Component framework profile

The component framework profile is a UML profile that captures the SCA concepts for waveform components (resource and resource factory) and plaform components (domain manager, device manager, device and service). These component definitions are stereotypes that extend the UML 2.0 component and are further constrained to realize specific interfaces and property types. The profile contains additional SCA component concepts such as configure, query, capacity, characteristic, and executable properties, as well as both uses and provides ports to support component connections.

A modeling tool using the component framework profile can capture waveform and platform components using a PIM and then transform those models into the specific technologies required by the SDR developer. The benefits of modeling tools using such a profile are:

  1. Increased quality of the end product by left shifting defect detection from integration phases to analysis and design phases.

  2. Productivity increases.

  3. Test automation — from the model, the generation of test code that validates conformance of the generated and developed source code.
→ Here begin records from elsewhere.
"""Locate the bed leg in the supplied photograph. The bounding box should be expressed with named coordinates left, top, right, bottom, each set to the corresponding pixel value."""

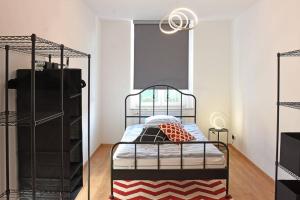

left=109, top=179, right=115, bottom=199
left=225, top=178, right=232, bottom=200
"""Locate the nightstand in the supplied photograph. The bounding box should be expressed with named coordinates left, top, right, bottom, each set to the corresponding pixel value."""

left=208, top=128, right=229, bottom=148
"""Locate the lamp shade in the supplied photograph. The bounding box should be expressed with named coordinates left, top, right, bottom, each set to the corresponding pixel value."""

left=209, top=112, right=226, bottom=130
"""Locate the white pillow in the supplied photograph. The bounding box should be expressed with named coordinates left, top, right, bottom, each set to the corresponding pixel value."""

left=145, top=115, right=181, bottom=126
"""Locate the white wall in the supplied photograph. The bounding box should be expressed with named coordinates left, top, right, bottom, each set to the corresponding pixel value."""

left=193, top=21, right=231, bottom=141
left=0, top=0, right=100, bottom=191
left=100, top=20, right=131, bottom=144
left=232, top=0, right=300, bottom=176
left=101, top=20, right=231, bottom=143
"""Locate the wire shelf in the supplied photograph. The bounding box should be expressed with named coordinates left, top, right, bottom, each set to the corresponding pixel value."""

left=0, top=35, right=89, bottom=58
left=0, top=190, right=63, bottom=200
left=0, top=111, right=64, bottom=126
left=279, top=102, right=300, bottom=109
left=0, top=111, right=30, bottom=126
left=279, top=50, right=300, bottom=57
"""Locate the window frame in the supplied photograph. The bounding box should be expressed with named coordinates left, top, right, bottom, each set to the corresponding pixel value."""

left=129, top=20, right=194, bottom=110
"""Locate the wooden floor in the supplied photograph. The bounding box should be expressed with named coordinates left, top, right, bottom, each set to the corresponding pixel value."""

left=76, top=145, right=274, bottom=200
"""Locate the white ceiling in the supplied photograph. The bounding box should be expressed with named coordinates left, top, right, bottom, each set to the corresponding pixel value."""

left=85, top=0, right=258, bottom=20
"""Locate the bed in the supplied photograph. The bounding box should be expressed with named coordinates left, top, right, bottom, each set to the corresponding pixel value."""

left=110, top=85, right=229, bottom=199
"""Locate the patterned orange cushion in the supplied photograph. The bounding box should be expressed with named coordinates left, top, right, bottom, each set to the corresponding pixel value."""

left=159, top=123, right=195, bottom=142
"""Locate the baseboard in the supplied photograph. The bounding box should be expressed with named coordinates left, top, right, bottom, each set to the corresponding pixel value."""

left=229, top=144, right=275, bottom=183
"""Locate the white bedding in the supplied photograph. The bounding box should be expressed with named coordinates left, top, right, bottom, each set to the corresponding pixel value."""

left=113, top=124, right=226, bottom=169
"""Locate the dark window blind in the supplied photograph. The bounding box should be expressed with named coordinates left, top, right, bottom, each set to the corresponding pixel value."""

left=133, top=24, right=189, bottom=89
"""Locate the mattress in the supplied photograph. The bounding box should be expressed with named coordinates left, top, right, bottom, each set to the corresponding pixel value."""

left=113, top=124, right=226, bottom=169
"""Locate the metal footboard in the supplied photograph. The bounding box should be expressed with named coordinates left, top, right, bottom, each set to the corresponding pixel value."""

left=110, top=141, right=229, bottom=199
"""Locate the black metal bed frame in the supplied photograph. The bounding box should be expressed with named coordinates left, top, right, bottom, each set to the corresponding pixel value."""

left=0, top=34, right=91, bottom=200
left=110, top=85, right=229, bottom=199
Additionally, all artifacts (models, source code, tests) are kept up to date and in sync with others.

The component framework profile also contains model library packages that capture UML interfaces for radio component PIM definitions. These interfaces relate to the SCA CORBA interfaces (resource, device, device manager, domain manager, etc.) but are expressed as UML interfaces so they can be transformed into other technologies besides CORBA.

The platform-specific technologies specified in the OMG SR specification at this time for the component framework profile are CORBA and XML. The UML interfaces are transformed into CORBA interfaces and the component descriptors are transformed into similar SCA DTDs or in component schema descriptors as defined in the CORBA component model (CCM).
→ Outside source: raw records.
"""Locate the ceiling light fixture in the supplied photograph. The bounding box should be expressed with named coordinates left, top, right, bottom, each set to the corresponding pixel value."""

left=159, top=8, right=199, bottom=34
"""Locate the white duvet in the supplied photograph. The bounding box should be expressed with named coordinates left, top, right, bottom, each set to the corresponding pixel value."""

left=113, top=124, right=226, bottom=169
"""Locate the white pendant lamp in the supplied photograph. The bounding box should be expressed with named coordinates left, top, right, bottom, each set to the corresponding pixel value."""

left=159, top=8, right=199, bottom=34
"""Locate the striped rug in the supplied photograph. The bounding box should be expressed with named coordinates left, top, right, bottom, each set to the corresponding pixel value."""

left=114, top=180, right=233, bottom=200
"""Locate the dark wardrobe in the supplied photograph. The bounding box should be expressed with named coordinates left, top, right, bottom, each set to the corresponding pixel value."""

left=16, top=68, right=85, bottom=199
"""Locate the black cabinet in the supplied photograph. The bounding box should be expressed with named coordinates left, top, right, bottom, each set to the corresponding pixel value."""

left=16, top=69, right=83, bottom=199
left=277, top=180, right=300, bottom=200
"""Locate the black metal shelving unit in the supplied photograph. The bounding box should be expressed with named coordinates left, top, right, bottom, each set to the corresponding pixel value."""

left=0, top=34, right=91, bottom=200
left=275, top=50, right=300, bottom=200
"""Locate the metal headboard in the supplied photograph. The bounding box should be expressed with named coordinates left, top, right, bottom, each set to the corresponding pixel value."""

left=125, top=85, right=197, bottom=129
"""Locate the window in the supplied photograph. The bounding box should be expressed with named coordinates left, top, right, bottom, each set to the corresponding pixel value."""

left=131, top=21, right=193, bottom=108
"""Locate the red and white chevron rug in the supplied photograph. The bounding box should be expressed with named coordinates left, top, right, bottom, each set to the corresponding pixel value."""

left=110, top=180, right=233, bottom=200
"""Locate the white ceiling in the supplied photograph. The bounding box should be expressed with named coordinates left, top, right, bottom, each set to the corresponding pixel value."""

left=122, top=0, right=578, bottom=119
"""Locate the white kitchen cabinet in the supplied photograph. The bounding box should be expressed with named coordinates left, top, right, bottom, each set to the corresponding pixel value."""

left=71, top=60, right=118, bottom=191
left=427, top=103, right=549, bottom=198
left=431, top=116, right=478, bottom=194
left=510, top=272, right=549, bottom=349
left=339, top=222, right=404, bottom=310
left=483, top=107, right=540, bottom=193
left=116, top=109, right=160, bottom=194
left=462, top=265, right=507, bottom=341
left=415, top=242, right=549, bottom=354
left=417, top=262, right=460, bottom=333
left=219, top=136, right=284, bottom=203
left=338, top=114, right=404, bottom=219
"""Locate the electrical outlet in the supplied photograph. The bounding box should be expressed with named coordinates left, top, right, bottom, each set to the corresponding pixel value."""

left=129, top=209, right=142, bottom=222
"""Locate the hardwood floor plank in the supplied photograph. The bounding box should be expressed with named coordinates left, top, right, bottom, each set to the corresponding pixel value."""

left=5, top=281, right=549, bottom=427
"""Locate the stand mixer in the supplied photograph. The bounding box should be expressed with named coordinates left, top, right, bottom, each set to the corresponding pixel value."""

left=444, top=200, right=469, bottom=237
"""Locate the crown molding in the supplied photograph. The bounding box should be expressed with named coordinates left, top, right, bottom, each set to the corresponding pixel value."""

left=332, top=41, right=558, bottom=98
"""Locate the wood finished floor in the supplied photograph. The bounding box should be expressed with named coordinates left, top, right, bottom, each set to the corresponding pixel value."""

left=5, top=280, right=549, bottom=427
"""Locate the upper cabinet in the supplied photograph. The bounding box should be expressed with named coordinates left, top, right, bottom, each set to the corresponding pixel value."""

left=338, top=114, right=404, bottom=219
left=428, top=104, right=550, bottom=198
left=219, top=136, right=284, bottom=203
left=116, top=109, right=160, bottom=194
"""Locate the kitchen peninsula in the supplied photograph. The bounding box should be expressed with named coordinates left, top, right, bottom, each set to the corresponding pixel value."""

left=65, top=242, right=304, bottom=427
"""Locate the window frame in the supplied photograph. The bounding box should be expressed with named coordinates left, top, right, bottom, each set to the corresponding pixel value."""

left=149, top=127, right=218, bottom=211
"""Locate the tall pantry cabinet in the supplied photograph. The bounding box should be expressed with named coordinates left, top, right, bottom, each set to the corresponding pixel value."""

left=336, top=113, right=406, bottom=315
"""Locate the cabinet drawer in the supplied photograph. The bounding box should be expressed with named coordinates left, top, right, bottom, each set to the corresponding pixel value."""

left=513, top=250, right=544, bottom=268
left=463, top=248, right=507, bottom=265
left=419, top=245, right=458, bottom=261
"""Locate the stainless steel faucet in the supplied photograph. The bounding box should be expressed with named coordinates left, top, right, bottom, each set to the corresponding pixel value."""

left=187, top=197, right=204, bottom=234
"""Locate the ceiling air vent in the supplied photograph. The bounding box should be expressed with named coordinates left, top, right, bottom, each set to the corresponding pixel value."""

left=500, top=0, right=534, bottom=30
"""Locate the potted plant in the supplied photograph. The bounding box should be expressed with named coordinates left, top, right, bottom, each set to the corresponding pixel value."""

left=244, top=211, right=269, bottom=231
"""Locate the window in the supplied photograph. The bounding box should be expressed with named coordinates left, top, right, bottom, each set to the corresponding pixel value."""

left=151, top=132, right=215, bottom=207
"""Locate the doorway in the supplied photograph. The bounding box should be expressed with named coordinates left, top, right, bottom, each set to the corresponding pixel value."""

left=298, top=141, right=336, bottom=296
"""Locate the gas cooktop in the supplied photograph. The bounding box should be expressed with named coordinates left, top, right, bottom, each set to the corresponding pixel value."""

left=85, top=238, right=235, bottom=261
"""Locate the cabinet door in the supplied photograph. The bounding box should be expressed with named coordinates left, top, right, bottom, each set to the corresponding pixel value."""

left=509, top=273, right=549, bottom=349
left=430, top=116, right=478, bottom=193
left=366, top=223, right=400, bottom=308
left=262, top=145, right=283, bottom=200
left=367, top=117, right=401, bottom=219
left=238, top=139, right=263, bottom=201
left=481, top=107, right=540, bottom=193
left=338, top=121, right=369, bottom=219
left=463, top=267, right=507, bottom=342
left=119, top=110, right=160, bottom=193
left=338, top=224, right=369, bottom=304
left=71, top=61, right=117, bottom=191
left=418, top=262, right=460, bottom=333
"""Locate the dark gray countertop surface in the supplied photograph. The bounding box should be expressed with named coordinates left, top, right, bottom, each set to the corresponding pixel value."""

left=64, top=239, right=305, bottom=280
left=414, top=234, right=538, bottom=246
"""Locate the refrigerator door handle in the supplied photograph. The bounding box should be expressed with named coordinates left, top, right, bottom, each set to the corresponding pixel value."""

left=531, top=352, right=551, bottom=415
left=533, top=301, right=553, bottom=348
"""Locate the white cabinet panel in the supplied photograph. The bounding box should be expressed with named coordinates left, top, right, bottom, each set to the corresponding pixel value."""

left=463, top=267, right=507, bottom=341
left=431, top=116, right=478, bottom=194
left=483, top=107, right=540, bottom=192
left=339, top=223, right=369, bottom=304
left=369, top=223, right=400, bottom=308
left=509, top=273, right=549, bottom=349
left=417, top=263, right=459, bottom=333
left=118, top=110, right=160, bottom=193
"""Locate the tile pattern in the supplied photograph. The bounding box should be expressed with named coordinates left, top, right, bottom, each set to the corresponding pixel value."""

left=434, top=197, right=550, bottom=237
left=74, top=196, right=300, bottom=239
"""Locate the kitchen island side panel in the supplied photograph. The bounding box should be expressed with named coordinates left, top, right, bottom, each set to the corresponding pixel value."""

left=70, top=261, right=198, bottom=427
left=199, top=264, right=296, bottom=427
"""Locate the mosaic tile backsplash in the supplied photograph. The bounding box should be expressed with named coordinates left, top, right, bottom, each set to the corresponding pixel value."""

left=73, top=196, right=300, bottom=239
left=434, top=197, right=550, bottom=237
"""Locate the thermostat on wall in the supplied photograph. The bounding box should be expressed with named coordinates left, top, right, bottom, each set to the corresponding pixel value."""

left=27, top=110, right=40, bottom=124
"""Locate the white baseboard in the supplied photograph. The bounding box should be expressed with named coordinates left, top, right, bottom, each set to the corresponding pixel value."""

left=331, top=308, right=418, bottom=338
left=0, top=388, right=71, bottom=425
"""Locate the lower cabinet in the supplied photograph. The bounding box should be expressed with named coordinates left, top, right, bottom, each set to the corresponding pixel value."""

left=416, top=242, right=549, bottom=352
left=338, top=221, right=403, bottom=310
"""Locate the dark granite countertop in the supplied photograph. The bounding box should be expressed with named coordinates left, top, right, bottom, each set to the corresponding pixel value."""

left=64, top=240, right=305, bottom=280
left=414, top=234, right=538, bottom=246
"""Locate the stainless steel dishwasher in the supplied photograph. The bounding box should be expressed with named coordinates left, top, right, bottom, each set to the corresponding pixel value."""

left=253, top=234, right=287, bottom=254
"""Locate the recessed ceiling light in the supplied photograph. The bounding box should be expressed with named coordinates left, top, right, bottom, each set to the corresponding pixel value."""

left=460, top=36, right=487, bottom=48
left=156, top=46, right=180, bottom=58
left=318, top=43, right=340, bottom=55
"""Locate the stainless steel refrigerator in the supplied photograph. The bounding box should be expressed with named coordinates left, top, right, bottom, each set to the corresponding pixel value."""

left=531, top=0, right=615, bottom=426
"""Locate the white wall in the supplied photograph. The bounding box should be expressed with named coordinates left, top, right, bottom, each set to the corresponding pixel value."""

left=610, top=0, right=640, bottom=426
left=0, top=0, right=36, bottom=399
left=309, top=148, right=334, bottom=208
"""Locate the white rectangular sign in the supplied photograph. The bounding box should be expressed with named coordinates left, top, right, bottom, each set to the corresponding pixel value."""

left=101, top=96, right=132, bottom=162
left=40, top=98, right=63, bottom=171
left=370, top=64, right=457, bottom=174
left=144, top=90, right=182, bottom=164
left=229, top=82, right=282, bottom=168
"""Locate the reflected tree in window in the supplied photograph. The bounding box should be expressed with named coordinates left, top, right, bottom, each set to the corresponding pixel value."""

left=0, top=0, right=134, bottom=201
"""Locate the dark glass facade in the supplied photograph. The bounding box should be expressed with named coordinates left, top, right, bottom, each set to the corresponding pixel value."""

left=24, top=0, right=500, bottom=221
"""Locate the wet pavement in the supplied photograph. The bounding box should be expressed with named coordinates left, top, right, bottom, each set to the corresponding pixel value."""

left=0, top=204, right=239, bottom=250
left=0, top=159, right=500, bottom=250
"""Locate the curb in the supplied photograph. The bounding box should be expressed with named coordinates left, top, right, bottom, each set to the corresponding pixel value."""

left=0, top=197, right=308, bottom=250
Communication channel profile

The communication channel profile is a UML profile that captures the concepts of a radio's end-to-end communication data path (i.e., baseband to RF). This extends the concepts currently found in the SCA. The definition of a communication channel aggregates other logical channels (ie., I/O, physical, processing, secure). The channel concept, as shown in Figure 4, is expressed in the profile as an extension of the UML class. Channel types (I/O, physical, processing, secure, etc.) are, therefore, specializations of a UML class. A channel is associated with one or more communication equipment types. Depending on the channel type determines the set of communication equipment that is associated with a channel.

The communication equipment classifier is an extension of the device classifier, which forms the base definition for all software-based radio hardware abstractions. The specializations (antenna, amplifier, audio, converter, filter, processor, serial device, etc.) of the communication equipment add additional attributes and further constrain the type of ports associated with a device.

In addition to the profile, there are radio control facilities defined for managing a radio's communication channel. The radio manager concept is an extension of the SCA domain manager with additional facilities for managing communication channels and state management.

PIM facilities

The SR PIM facilities define a set of interfaces that can be used to express component definitions. The facilities are expressed as UML interfaces and are broken into the following categories:

  • Common layer facilities — This facility defines the set of interfaces that all components (regardless of any layering) within a radio platform can realize. Examples of these types of interfaces are flow control, protocol data unit (PDU), and stream interfaces.

  • Data link layer — These facilities define link layer control (LLC) and media access control (MAC) layer functionality for communication needs.

  • IO — These facilities define serial and audio component definitions for communication needs.

  • Physical layer — These facilities define the functionality to convert the digitized signal into a propagating RF wave, and conversely, to convert a propagating RF wave into a digitized signal for processing. The facilities also include frequency tuning, filters, interference cancellation, analog/digital conversion, up/downconversion, gain control, synthesizer, and functionality.

The interfaces in the physical layer facilities at this time continue to be a work in progress. Current activities at the OMG and SDR Forum (SDRF) are focused on the definition of smart antenna and digital IF interfaces.

The OMG specification, much like the SCA, defines an application environment profile for embedded, resource-constrained systems, based on a standardized POSIX-based application environment profile (AEP). In addition to this, a lightweight application environment profile (LwAEP) is defined. The LwAEP is constrained version of the AEP and is targeted at environments with limited computing resources. Examples of constrained embedded processors include DSPs, processor cores within FPGAs and microcontrollers.